Hercules may be the original superhero but he’s also something of a bore. The problem is that spectacular strength, when you get down to it, isn’t the most charismatic of superpowers. A gigantic, muscled titan without either personality or weaknesses can only wow an audience for so long. This is why Superman has the alien back story, why Achilles has that issue with his foot and why The Hulk suffers from anger-management issues. It is also why a great many Hercules films are hopelessly dull. And here we are, faced with yet another trip back to labored Ancient Greece with Brett Ratner and Dwayne Johnson.
But I’m not here to judge the newest Hercules. I’m also not going to try making you watch the old animated television series, The Mighty Hercules. It ran from 1962 to 1966, trying to capitalize off of the wave of Italian-made muscled movies of the era. Aside from some truly amazing theme song lyrics (“Sweetness in his eyes/Iron in his thighs), it was made on the cheap and features some pretty terrible scripts. Part of its problem, actually, is the inherent blandness of the character. He’s a powerhouse of strength with an impenetrable, enormous chest. He’s always going to win. That’s dull.
Enter a long-beloved American hero, Popeye the Sailor Man. He’s the sort of guy who wouldn’t even flinch when faced with this boring Greek demigod in the ring. Or, rather, the Olympic Stadium. 1948’s Popeye Meets Hercules is set at the very first Olympic Games, where the gods themselves have come as spectators. Hercules is the anticipated champion of every event, bursting into the arena like a particularly cocky boxing legend (and looking a lot like Popeye’s arch-rival, Bluto). No one dares to challenge him, at least not until he makes eyes at Olive Oyl. From that moment the sailor is up and fighting, determined to defend his girlfriend and his honor.
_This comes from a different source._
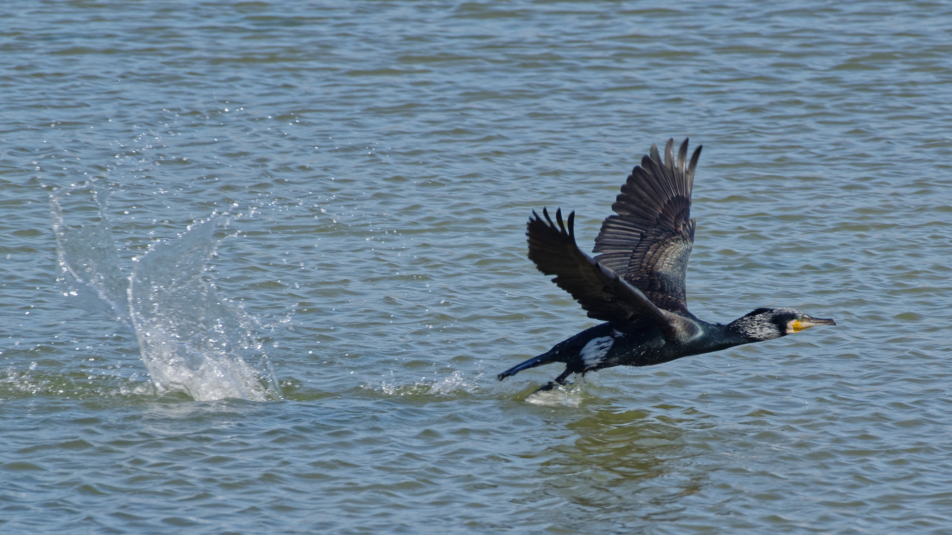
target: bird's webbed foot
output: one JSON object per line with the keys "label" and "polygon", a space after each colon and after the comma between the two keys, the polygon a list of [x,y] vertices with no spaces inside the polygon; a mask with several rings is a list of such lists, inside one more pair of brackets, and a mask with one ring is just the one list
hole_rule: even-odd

This particular short is from what could be considered the second era of Popeye cartoons. The sailor was first introduced by Fleischer Studios in 1933, in a Betty Boop cartoon. He was given his own series right away, amounting to well over 100 cartoons by 1940. Popeye remained popular but the studio began the new decade with a pile of financial troubles. In 1941 its parent company, Paramount Pictures, seized control and made the Fleischer brothers resign. The company was renamed Famous Studios, a fresh outfit that produced 122 Popeye cartoons between 1942 and 1957. Its animators also had a hand in the Popeye TV series that ran on ABC from 1960 to 1962.
Famous Studios was no slouch. The team that worked on the Popeye cartoons included a number of very talented animators who stayed over from the Fleischer years. Popeye Meets Hercules had a particularly legendary director, a Disney original. Bill Tytla began to work for Walt in the mid-1930s, rising quickly within the company. Eventually he became one of their top character animators, primarily responsible for Dumbo, Grumpy in Snow White and the Seven Dwarfs and the monstrous Chernabog in the “Night on Bald Mountain” sequence in Fantasia.
You can see all of the talent at work in Popeye Meets Hercules. It’s oddly prescient in its use of flesh, anticipating the aesthetics of the live action Italian sword and sandal pictures of the 1960s. In those movies the very body of Hercules, usually played by a bodybuilder like Steve Reeves, was used like a special effect. (For more on that, here’s an analysis of the homoerotic beefcake movies of both now and then.) This cartoon does much the same, using the malleability of the demigod’s enormous animated form to entertain. One bicep becomes a set of bowling pins, the other a ball that rides across his chest to knock them down. When he gives Olive Oyl goose pimples, they manifest as a line of geese swimming through her arm.
It’s also hilarious, much of which comes from another trope of the Golden Age of Animation. The images of Classical Greek culture are Americanized for comic relief. Zeus has a cigar and the bushy mustache of Groucho Marx. The arena is treated like a baseball stadium. The satyrs are unionized. All of these throwaway jokes add up to an overall tone of specifically American irreverence, one which can be filtered through any mythology. There is even a goddess of spinach, invented for just the right occasion. By turning Hercules into a villain and filtering his world through the lens of 1940s animation, Tytla and the team at Famous Studios crafted a thoroughly, joyfully American cartoon.